Thursday, May 21, 2009

fire and ice 2


So indeed, this morning, I was up at 5.15 a.m., and shivering outside with a couple of Japanese men (one with a very covetable vintage 4 x 5 camera), to do the tourist thing of taking an image of Old Faithful erupting, in the dawn: tripod, remote release cable, the whole caboodle.   Only - and I'm sure those images are fine, but I haven't downloaded them yet (I was using my Canon, whilst almost all the pictures that I've taken and posted have been using a new and much lighter Nikon, to which I've become a convert, but that's a whole other, technical and after nearly 30 years of using Canons, to me perplexing story).   But I think they are probably somewhat stock... and very quickly I wandered away and round other parts of the geyser basin close to Old Faithful, admiring the buffalo who loomed out of the steam.

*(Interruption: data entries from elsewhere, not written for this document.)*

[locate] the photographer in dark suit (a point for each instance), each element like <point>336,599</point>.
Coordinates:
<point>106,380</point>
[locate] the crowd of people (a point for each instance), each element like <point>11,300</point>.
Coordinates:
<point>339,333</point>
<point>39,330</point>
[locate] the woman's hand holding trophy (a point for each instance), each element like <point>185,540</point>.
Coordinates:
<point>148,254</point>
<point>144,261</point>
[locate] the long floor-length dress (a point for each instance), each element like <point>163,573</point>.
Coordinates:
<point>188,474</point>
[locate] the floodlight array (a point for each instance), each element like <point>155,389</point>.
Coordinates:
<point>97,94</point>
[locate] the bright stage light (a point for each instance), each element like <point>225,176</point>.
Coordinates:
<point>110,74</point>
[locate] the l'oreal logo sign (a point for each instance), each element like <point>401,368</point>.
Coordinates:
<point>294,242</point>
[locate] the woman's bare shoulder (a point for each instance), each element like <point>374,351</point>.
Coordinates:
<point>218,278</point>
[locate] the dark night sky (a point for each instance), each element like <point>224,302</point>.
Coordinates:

For there was a lot of steam - for it was very cold.   And the boardwalks were coated in ice.   All the same, I wished I'd gone down there even earlier, and perhaps given Old F a miss, in today's chilly dawn.   The image above is of Castle Geyser, which was happily bubbling away and shooting up steaming water every few minutes.   Then a little further along, these two signs


loomed out of the mist.   And down the path on the left, I came upon two relatively elderly people on a bench, wearing about thirteen layers of clothing, who told me that the reason the boardwalks became so very lethal and slidey around there was that they were made of composite, not wood - composed of recycled jugs.   Jugs?

And for all my talk of fancy cameras, I'm not sure that my favorite image of the day wasn't this one, of Jenny Lake, in the Grand Tetons, taken with my iPhone, and improved using the Toy Camera (a misnomer if ever I heard one - but then I don't think of Holgas etc as toys - more as fun instruments) app.   I am clearly reverting to Victorian tastes.